2.4. Error Analysis for Iterative Methods

The following definition is Definition 2.7 from [Burden and Faires, 2005].

Theorem: Order of Convergence

Assume that \(\{c_{n}\}\) is a sequence of approximate solutions that converge to a point \(c\). Let \(c_{n} \neq c\) for \(n\in \mathbb{N}\), then there exists \(\lambda\) and \(\alpha\) such that

\[\begin{align*} \lim_{n \to \infty} \frac{\|c_{n+1} - c\|}{\|c_{n} - c\|^{\alpha}} = \lambda \end{align*}\]

where \(\|.\|\) is a distance function (such as absolute value for real values). Then, \(\alpha\) represents the order of convergence while \(\lambda\) is an asymptotic error constant.

Remark

In the previous theorem,

• If \(\alpha = 1\) (and \(\lambda <1\)), the \(\{c_{n}\}\) is linearly convergent.

• If \(\alpha = 2\) (and \(\lambda <1\)), the \(\{c_{n}\}\) is quadratically convergent.

• If \(\alpha = 3\) (and \(\lambda <1\)), the \(\{c_{n}\}\) is cubically convergent (cubic convergence).

• Etc.

Suppose that \(\{ c_n\}_{n = 0}^{\infty}\) is linearly convergent to 0 with

(2.40)\[\begin{equation} \lim_{n \to \infty} \frac{|c_{n+1}|}{|c_{n}|} = 0.6 \end{equation}\]

and that \(\{ c_n\}_{n = 0}^{\infty}\) is quadratically convergent to 0 with the same asymptotic error constant,

(2.41)\[\begin{equation} \lim_{n \to \infty} \frac{|c_{n+1}|}{|c_{n}|^2} = 0.6 \end{equation}\]

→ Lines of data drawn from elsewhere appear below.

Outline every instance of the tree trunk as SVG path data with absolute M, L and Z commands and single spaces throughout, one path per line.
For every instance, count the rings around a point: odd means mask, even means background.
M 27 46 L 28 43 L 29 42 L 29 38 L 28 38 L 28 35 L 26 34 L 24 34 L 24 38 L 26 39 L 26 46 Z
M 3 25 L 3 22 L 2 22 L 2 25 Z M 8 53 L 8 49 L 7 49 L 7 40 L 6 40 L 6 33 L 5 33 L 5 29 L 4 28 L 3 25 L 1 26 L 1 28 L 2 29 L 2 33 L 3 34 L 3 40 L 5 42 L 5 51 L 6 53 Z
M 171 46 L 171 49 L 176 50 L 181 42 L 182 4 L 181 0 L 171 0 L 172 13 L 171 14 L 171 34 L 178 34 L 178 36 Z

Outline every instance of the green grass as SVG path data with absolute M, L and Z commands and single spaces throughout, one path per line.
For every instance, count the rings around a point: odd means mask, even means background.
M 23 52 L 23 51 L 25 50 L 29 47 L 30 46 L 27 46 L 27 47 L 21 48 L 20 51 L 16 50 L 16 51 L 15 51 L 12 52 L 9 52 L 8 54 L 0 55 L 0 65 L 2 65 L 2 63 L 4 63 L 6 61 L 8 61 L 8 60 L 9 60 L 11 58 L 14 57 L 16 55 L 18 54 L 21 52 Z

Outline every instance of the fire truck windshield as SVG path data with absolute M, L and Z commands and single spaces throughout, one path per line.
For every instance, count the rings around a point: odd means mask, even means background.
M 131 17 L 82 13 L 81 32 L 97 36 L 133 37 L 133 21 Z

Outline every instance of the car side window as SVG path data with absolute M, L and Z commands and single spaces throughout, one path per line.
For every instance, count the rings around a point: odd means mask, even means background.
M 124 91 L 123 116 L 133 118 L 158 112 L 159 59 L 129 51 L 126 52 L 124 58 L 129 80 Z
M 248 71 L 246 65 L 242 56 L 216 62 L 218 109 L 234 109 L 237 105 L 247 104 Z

For simplicity, we can assume that for each \(n\), we have,

(2.42)\[\begin{equation} \frac{|c_{n+1}|}{|c_{n}|} \approx 0.6 \quad \text{and} \quad \frac{|c_{n+1}|}{|c_{n}|^2} \approx 0.6 \end{equation}\]

For linearly and quadratically convergent schemes, this means that

(2.43)\[\begin{equation} |c_{n} - 0| = |c_n| \approx 0.6 |c_{n-1}| \approx (0.6)^2 |c_{n-2}| \approx \dots \approx (0.6)^n |c_{0}|, \end{equation}\]

and

(2.44)\[\begin{equation} |c_{n} - 0| = |c_n| \approx 0.6 |c_{n-1}|^2 \approx (0.6) [(0.6) |c_{n-2}|^2]^2 \approx \dots \approx (0.6)^{2n-1} |c_{0}|^{2^n}, \end{equation}\]

respectively.

2.4.1. The Order of Accuracy of the Bisection method

Observe that, in the Bisection method, the size of the interval containing a root is halved at each iteration. Therefore, the error is reduced by approximately a factor of 2, and the sequence \(\{c_n\}\) converges \textbf{linearly}.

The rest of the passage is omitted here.